C’era una volta una cosa
ha chiesto: cosa
contava qualcosa?
da no a niente
nessun ente
comunque oplà
il senso eccolo qua
entrò l’apparenza
dentro la verità
e divenne possibilità.
Paul Klee, Asino
Io sono Dio, Ich bin Gott, scrive Paul Klee, quel Paul Klee che tutti conosciamo per le sue immagini incantate, bambinesche, colme di colori, luci, linee fluide, spesse, sottili come ragnatele, spezzettate e intricate in grovigli disordinati, contorni assenti o ampliamente definiti, come alte cortine di invalicabili aree segrete, giardini sovrannaturali e silenti, di quelli che vedevamo nei sogni di quando eravamo giovani. «Tanta divinità / si è accumulata in me / che non posso morire» (P. Klee). Modesto il pittore di Berna, poliedrico e vivo, tuttora, con la sua arte.

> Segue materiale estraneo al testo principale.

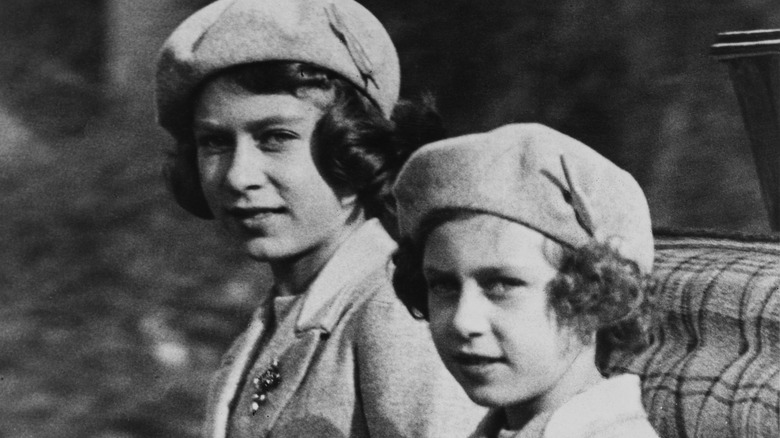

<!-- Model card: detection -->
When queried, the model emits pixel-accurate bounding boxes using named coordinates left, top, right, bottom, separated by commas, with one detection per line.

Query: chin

Io, dopo anni passati a collocare pittori dentro correnti e scuole, a comprendere stili, impasti, teorie, ho scoperto un Klee lirico, inondato da una luce nuova, quella delle parole. Franco Arminio scrive che «le poesie sono tazzine di luce nella notte», la poesia di Klee è colorata come le sue tele, sofisticata senza essere pedante, è una giovane ballerina impegnata a danzare, persa nei suoi plié e in giravolte. C’è qualche dio, più di una volta ricorrono le stelle, ci sono speranze e la splendida libertà di tutte le possibilità ancora aperte; ma la abitano anche tristezza, amore, costernazione. Pochi sono i riferimenti all’arte e molti alla vita. In Klee le parole sono solo un altro modo per comprendere il mondo, così come la musica e la pittura costituiscono un mezzo per giungere a districare la matassa dell’esistenza, per scardinare dogmi imperanti e comprendere ogni cosa.
Ne consiglio la lettura, così come consiglio di visitare la grande mostra sul Klee primitivo, sulla necessità dell’opera di Klee di carpire una parte di un mondo ancestrale, inabissato, lontano. Paul Klee – Alle origini dell’arte è curata da Michele Dantini e Raffaella Resch e si terrà al Mudec, Museo delle Culture di Milano, dal prossimo 31 ottobre al 3 marzo 2019.
Il bisogno di analizzare questo squarcio di realtà si connette, nella ricerca dell’artista svizzero, alla necessità di prendere in considerazione le figure infantili e i disegni dei malati mentali. Come a dire che fare arte in sostanza significa scavare delle gallerie sotterranee nelle cose, nella storia e nelle menti di chi la produce. Non limitarsi alle apparenze, ricercare senza fermarsi, ricominciare nonostante ostacoli e limiti di primo impatto insormontabili, perché l’arte, ci salva. Sarà così «fino a quando le ombre / se ne vanno senza brontolare» (P. Klee), sarà così fino a quando noi stessi saremo ombre e di noi non resteranno nient’altro che ricordi.
Il primitivismo di Klee è qualcosa di molto più profondo e intimo rispetto ai primitivismi abbracciati da altri artisti del panorama a lui contemporaneo, come Gauguin, Picasso o Modigliani. Non è un primitivismo che sfocia nel giapponismo o nell’interesse degli stilemi precolombiani o tribali dell’Africa Nera o dell’Oceania. È un primitivismo sacrale intriso di componenti pre-surrealiste, non è un procedere indietro rispetto al presente su una linea temporale che si dispiega come una retta, né un andare “altrove” per ricercare archetipi perduti, è piuttosto uno scendere nelle profondità di sé stessi, andare a fondo per comprendersi e per scoprire, paradossalmente, che dove pensavamo ci fosse nient’altro che oscurità, c’è in realtà la luce.